Step flashing and lead counter-flashing contoured to follow the rook outline is the correct way to do it. Not dependant on caulk, and maintains the stone look.
I can't find any of my pix to post at this time though. Sorry.


----------



## tinner666 (Mar 14, 2005)

The only one I have is too large to upload and BMP so I'm having trouble resizing and have to get to work anyway. E-mail me for the pic.


----------



## Marie W (Feb 16, 2015)

*Stone chimney flashing and hardie board siding*

I am a home owner and replacing vinyl siding with hardie board siding. As we took off the vinyl siding we see that our stone chimney was not flashed to the house wall and only a J-channel was used to butt the vinyl siding to the chimney. In some places you can put your hand inside behind the chimney and also see bare wood. 
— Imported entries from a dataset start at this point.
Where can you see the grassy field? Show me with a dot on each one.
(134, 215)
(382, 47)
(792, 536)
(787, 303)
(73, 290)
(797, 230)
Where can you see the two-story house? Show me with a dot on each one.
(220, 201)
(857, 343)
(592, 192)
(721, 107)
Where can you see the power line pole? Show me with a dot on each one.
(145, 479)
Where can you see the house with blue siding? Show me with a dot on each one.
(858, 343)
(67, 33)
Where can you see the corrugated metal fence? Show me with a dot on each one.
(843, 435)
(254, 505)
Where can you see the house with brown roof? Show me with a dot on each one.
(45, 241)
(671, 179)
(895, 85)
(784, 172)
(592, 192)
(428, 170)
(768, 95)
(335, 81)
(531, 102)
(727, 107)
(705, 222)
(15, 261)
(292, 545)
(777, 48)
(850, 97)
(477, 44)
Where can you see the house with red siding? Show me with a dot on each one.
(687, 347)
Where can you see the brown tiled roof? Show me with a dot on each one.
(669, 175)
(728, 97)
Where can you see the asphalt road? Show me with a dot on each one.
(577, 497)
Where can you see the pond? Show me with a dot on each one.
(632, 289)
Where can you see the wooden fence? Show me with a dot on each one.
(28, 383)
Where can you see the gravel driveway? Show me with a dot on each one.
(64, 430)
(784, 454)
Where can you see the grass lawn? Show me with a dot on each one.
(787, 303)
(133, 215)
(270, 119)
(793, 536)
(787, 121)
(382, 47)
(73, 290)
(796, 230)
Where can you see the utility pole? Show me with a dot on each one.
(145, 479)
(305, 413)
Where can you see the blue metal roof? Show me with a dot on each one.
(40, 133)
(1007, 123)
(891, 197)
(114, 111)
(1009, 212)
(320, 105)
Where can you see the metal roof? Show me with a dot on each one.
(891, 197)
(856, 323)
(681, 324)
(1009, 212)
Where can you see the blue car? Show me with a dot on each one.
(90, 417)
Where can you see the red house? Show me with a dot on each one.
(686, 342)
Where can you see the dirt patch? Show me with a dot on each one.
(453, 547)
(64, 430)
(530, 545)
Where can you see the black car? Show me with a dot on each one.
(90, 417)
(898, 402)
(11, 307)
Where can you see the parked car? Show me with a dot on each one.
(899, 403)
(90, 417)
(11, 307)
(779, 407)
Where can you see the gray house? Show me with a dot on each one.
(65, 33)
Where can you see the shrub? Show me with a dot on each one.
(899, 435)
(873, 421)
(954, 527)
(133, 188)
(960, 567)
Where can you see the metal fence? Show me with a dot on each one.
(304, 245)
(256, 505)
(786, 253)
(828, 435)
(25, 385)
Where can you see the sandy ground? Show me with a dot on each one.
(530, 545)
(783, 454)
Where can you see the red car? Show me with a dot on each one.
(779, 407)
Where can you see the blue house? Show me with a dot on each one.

So, my question is, how do you properly flash an existing stone chimney and how do you terminate hardie trim to ensure a waterproof seal?

I can provide pictures if any one can help me.

Thanks, 
M W


----------



## roofermann (Nov 18, 2013)

Marie W said:


> I am a home owner and replacing vinyl siding with hardie board siding. As we took off the vinyl siding we see that our stone chimney was not flashed to the house wall and only a J-channel was used to butt the vinyl siding to the chimney. In some places you can put your hand inside behind the chimney and also see bare wood.
> 
> So, my question is, how do you properly flash an existing stone chimney and how do you terminate hardie trim to ensure a waterproof seal?
> 
> ...


Would be best to start a new thread for this question and supply some pics. good luck!:thumbsup:


----------